Tajuk 8: Pembalasan

3 1 0
                                    

Laki-laki yang tingginya hendak mencapai dua meter itu duduk di meja yang menghadap ke ranjang. Tangan kirinya meraih ujung lengan jaket yang kini dipeluk. Sejenak, Ahn-Jeong menelisik salur benang lalu menatap gadis yang tertunduk lesu dengan wajah pucat.

"Lebih baik," balasnya singkat.

Da-Reum mengangkat kepala, pasang matanya bersinggungan dengan mata Ahn-Jeong. Satu detik. Dua detik. Kalau saja laki-laki itu tidak membuang pandangannya ke lantai.
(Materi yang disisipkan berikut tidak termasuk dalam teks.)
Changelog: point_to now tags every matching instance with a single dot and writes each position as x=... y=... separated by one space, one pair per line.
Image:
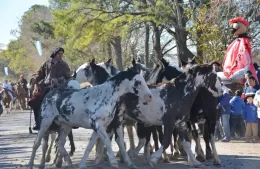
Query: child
x=237 y=110
x=224 y=108
x=250 y=117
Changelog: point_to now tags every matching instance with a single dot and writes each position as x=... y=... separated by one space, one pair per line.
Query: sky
x=11 y=12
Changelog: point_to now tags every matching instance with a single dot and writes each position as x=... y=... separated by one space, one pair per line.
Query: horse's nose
x=148 y=97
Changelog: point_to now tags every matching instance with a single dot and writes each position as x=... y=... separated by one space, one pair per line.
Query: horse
x=7 y=100
x=21 y=96
x=167 y=107
x=74 y=107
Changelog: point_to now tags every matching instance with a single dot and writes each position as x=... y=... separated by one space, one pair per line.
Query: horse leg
x=106 y=140
x=44 y=150
x=72 y=145
x=160 y=132
x=141 y=133
x=176 y=154
x=120 y=141
x=64 y=132
x=88 y=149
x=48 y=157
x=45 y=124
x=184 y=137
x=131 y=136
x=211 y=130
x=199 y=152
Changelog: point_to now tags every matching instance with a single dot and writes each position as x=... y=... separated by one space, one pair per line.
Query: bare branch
x=169 y=50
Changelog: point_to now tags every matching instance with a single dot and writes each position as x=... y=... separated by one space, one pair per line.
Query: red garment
x=238 y=56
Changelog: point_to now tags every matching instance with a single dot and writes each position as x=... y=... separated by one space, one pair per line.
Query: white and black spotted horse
x=90 y=108
x=203 y=110
x=171 y=105
x=82 y=75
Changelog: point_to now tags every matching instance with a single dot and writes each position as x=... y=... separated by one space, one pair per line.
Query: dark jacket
x=50 y=70
x=250 y=113
x=250 y=89
x=224 y=106
x=237 y=105
x=23 y=82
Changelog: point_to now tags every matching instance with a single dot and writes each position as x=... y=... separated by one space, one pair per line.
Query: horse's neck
x=112 y=91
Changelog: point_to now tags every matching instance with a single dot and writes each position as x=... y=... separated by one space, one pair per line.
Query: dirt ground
x=16 y=143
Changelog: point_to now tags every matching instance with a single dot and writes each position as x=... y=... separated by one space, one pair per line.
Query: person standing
x=250 y=117
x=53 y=72
x=237 y=111
x=225 y=110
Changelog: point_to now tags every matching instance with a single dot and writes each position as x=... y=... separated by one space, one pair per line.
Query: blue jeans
x=225 y=125
x=237 y=125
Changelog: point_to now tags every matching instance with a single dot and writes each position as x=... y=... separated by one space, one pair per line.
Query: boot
x=36 y=126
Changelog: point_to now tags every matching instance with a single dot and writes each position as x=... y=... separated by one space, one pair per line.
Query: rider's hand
x=36 y=89
x=54 y=82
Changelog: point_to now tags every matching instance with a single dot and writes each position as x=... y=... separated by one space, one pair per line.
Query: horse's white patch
x=73 y=84
x=81 y=77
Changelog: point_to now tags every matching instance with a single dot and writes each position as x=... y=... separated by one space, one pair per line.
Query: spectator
x=217 y=66
x=253 y=87
x=237 y=110
x=225 y=109
x=257 y=104
x=23 y=82
x=250 y=117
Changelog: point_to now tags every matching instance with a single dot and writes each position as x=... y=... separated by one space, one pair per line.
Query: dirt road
x=16 y=143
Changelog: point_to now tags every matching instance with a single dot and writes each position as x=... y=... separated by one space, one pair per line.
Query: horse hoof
x=132 y=166
x=41 y=167
x=71 y=154
x=200 y=158
x=118 y=154
x=59 y=164
x=48 y=159
x=209 y=156
x=114 y=165
x=216 y=163
x=166 y=160
x=152 y=164
x=175 y=156
x=197 y=164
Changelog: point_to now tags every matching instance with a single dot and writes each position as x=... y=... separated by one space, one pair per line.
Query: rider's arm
x=41 y=73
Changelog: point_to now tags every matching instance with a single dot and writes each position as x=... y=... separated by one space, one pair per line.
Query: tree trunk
x=146 y=47
x=109 y=50
x=157 y=41
x=183 y=52
x=116 y=42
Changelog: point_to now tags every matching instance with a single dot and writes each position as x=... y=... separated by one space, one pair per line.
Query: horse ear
x=108 y=62
x=74 y=74
x=183 y=63
x=92 y=61
x=133 y=62
x=193 y=61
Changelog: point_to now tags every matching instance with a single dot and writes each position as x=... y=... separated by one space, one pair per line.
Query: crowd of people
x=240 y=114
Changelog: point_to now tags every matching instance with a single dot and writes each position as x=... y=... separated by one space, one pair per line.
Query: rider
x=53 y=72
x=238 y=58
x=23 y=82
x=7 y=86
x=32 y=83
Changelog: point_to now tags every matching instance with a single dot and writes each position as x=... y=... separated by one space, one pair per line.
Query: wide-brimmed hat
x=249 y=95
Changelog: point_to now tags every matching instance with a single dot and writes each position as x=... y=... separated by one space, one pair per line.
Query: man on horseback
x=238 y=58
x=51 y=74
x=31 y=84
x=7 y=86
x=23 y=82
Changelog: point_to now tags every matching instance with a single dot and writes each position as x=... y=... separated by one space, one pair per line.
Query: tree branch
x=167 y=43
x=169 y=50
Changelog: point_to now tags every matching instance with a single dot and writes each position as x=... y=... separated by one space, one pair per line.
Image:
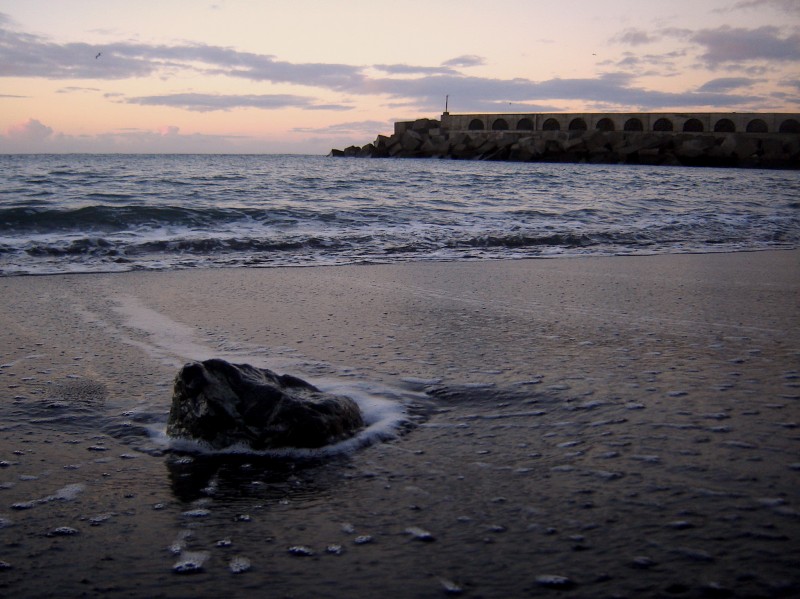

Desah napas Da-Reum bersama senyum tipisnya ikut membuang muka. Tentu saja. Akan lebih baik jika anak itu tidak pernah bertemu dirinya dan keluarga. Terlebih, dalam keadaan yang menyedihkan.

"Kalau enggak ada lagi yang ditanyakan." Ahn-Jeong beranjak dari tempat duduknya kemudian melanjutkan, "Aku pergi. Ada hal lain yang harus aku kerjakan."

Da-Reum, gadis yang kini menarik sehelai rambut yang menghalangi mata mengangguk tanpa melihat temannya itu. Bahkan, hanya sekadar punggung tegapnya.

Dua menit berlalu, tetapi Hee-Sun yang sedang ke kantin belum juga muncul di klinik sekolah. Padahal, Da-Reum sudah selesai melengkapi pakaiannya. Mantel tebal krem dan syal cokelat sudah menempel di badan. Ransel hitam pun sudah melekat di punggung. Da-Reum mengeluarkan ponsel untuk menghubungi Hee-Sun, tetapi notifikasi mengejutkan mengurungkan niatnya.

"Apa kakaknya Juee yang melakukan ini semua?" tebaknya dengan suara kecil dan parau.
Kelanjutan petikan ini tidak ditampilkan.